Did I learn something?
He then scored himself on a scale of 1-10 on each of those fronts and took the average between them and noted on his calendar in red sharpie, the score for the day. When he has too many days where the score is below 7, he takes a step back to reevaluate the path he’s on. Sometimes those scores are indicative of a bad trajectory. Sometimes they tell him that he’s in the middle of the project but there’s light at the end of the tunnel. Regardless, he’s taking his own pulse on a regular basis. Shouldn’t we all be doing that?
“Cadence matters. It doesn’t matter what speed you’re going; anyone going slower than you is an idiot, anyone going faster is a maniac. Choosing the proper cadence for your life determines your perspective on everyone else in it.”
— Trey Taylor
We are in a recession. It’s always been a simple matter of math to determine whether the economy was growing or shrinking. It’s shrinking. We all know it, even the ones swearing that they don’t know it.
The definition has always been 2 quarters of declining GDP means that the economy is in recession. It’s a rule-of-thumb designed to guide Central banking decisions on money supply. It has very little to do with most American businesses except as a potential indicator of future buying patterns from consumers.

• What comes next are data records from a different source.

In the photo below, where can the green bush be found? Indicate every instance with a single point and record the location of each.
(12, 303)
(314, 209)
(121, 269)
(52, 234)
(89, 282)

No Administration want a recession under their watch and when they happen, in normal times, the politicians lean heavily on the business cycle excuse. “Nothing to do with us, the business cycle grows and shrinks according to factors we don’t control. Let’s help out by voting to spend more public money to shallow this recession out.” Like clockwork. Every time.
Except this time. This time the politicians are falling all over each other to insist that we aren’t in a recession, and that we definitely didn’t get there by pumping too much money into the system to create an inflation rate they are also lying about. Rather, the new intellectual exercise is to reframe and insist that inflation isn’t really inflation, or that it’s transitory and not here to stay, and that recession isn’t really recession because we have a new way to determine it.
Some of the talking heads even go so far as to insist that the 2 quarter rule was never really a thing. Paul Krugman, the worst economist in the country, and therefore the most quoted one, has taken to calling people who rely on the old definitional rule as the “2 quarter crazies,” because name-calling and derision is the best way to win economic arguments?
The hilarious thing, of course, is that in the course he produced for Masterclass, he teaches the 2 quarter rule as a cornerstone of macro-economic analysis. It’s classic Krugman, and classic Leftist ideology that the things you once said aren’t the things you have to say now.
But to clear things up, we are in a recession.